While the general outline of how the blazar works has been worked out, many details are still poorly understood, including how fast-moving matter generates so much light. Now, researchers have converted a new space observatory called Polarizing X-ray Imaging Explorer (IXPE) towards one of the brightest flames in the sky. Taken together, the data from it and other observations indicate that the light is produced when black hole jets collide with slow-moving matter.
Planes and light
IXPE specializes in detecting the polarization of high-energy photons – the direction of vibrations in the electric field of light. The polarization information can tell us something about the processes that created the photons. For example, photons originating in a disordered environment will have essentially random polarizations, while a more ordered environment tends to produce photons with a limited range of polarizations. Light passing through materials or magnetic fields can also change its polarization.
This has been shown to be useful in the study of blazars. The high-energy photons that these objects emit are generated by the charged particles in the jets. When these objects change trajectory or slow down, they have to give up energy in the form of photons. Because they move at close to the speed of light, they have a lot of energy to give up, allowing blazars to emit across the entire spectrum from radio waves to gamma rays – some of the latter staying at those energies despite billions of years of redshift.
So, the question then becomes what causes these particles to slow down.
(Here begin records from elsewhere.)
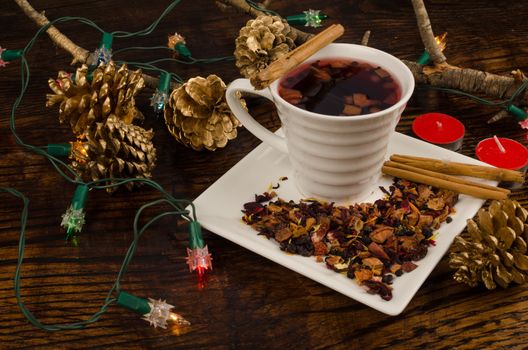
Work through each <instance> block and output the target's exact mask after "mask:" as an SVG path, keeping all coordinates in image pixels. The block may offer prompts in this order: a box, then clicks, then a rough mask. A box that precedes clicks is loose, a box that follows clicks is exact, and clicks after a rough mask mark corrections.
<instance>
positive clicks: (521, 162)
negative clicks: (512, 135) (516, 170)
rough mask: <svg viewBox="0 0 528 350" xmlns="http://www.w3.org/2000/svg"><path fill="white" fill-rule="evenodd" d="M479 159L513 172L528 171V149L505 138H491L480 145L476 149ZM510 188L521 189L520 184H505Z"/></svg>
mask: <svg viewBox="0 0 528 350" xmlns="http://www.w3.org/2000/svg"><path fill="white" fill-rule="evenodd" d="M475 154H476V156H477V158H478V159H479V160H481V161H483V162H484V163H488V164H489V165H493V166H496V167H498V168H505V169H511V170H518V171H520V172H522V173H523V174H525V173H526V169H528V149H527V148H526V147H525V146H523V145H522V144H520V143H519V142H517V141H514V140H511V139H507V138H503V137H497V136H494V137H490V138H488V139H485V140H482V141H480V142H479V143H478V145H477V148H476V149H475ZM505 185H506V186H507V187H510V188H513V189H515V188H520V187H521V186H522V185H523V184H522V183H520V182H509V183H506V184H505Z"/></svg>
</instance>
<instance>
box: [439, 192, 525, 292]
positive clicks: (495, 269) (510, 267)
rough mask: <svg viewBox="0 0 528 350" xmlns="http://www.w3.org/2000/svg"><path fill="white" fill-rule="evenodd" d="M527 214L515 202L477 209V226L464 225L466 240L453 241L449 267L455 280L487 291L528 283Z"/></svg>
mask: <svg viewBox="0 0 528 350" xmlns="http://www.w3.org/2000/svg"><path fill="white" fill-rule="evenodd" d="M527 217H528V211H527V210H526V209H524V208H523V207H522V206H521V205H520V204H519V203H518V202H517V201H511V200H509V199H507V200H504V201H500V202H499V201H493V202H492V203H491V205H490V206H489V209H488V210H485V209H480V210H479V212H478V223H476V222H475V221H473V220H472V219H469V220H468V221H467V228H468V233H469V235H470V239H469V240H465V239H464V238H462V237H460V236H459V237H456V238H455V242H454V244H453V252H452V253H451V254H450V256H449V265H450V266H451V267H452V268H454V269H456V270H457V271H456V272H455V274H454V279H455V280H456V281H458V282H463V283H466V284H468V285H470V286H472V287H474V286H476V285H477V284H478V283H480V282H482V283H484V285H485V286H486V288H488V289H494V288H496V285H497V284H498V285H500V286H501V287H503V288H506V287H508V285H509V284H510V283H511V282H515V283H518V284H522V283H525V282H526V281H528V256H527V255H526V253H527V244H526V242H528V223H527Z"/></svg>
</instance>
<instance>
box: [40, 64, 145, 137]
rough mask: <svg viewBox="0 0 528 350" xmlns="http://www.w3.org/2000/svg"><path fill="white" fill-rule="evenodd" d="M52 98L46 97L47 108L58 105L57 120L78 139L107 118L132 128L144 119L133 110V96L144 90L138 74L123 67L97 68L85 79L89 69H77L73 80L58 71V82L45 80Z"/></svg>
mask: <svg viewBox="0 0 528 350" xmlns="http://www.w3.org/2000/svg"><path fill="white" fill-rule="evenodd" d="M48 85H49V87H50V88H51V90H52V91H53V94H48V95H47V102H46V106H47V107H50V106H53V105H55V104H57V103H60V108H59V120H60V122H61V123H64V122H66V121H67V122H69V123H70V126H71V128H72V130H73V132H74V133H75V134H76V135H77V136H78V137H80V138H82V137H83V135H84V134H85V133H86V132H87V131H88V129H89V128H90V127H91V126H92V125H93V124H94V123H96V122H104V121H105V120H106V118H108V117H109V116H110V115H114V116H116V117H117V118H118V119H120V120H122V121H123V122H125V123H126V124H131V123H132V121H133V120H134V119H136V118H139V119H142V118H143V115H142V114H141V112H140V111H139V110H138V109H137V108H136V106H135V100H134V96H136V95H137V93H138V92H139V91H140V90H141V89H142V88H143V86H144V81H143V78H142V76H141V71H140V70H137V71H129V70H128V68H127V66H126V65H122V66H121V67H119V68H118V69H116V66H115V64H114V63H113V62H110V63H108V64H107V65H100V66H99V67H97V68H96V69H95V70H94V71H93V74H92V77H91V81H90V78H89V76H88V66H87V65H82V66H81V67H80V68H78V69H77V71H76V73H75V77H73V78H72V76H71V74H69V73H66V72H64V71H60V72H59V74H58V77H57V79H52V78H50V79H48Z"/></svg>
There are two leading ideas. One such factor is that the environment in aircraft is turbulent, with chaotic accumulations of material and magnetic fields. This causes the particles to slow down, and a chaotic environment will mean that the polarization becomes largely random.
An alternative idea involves a shock wave, where material from the jets collides with slow-moving material, slowing it down. This is a relatively orderly process, producing a relatively band-limited polarization that becomes more pronounced at higher energies.
The new set of observations is a coordinated campaign to record Blazar Markarian 501 using a variety of telescopes that capture polarization at longer wavelengths, with IXPE handling the highest energy photons. In addition, the researchers searched the archives of several observatories for earlier observations of Markarian 501, which allowed them to determine whether the polarization was stable over time.
In general, across the entire spectrum from radio waves to gamma rays, the measured polarizations were within a few degrees of each other. It was also stable over time, and its alignment increased at higher photon energies.
There is still a bit of a difference in polarization, which indicates a relatively slight perturbation at the collision site, which isn’t really a surprise. But it is much less turbulent than you would expect from turbulent matter with complex magnetic fields.
While these results provide a better understanding of how black holes produce light, this process ultimately depends on the production of jets, which occur near the black hole. How these jets form is still not really understood, so people who study black hole astrophysics still have reason to get back to work after the weekend.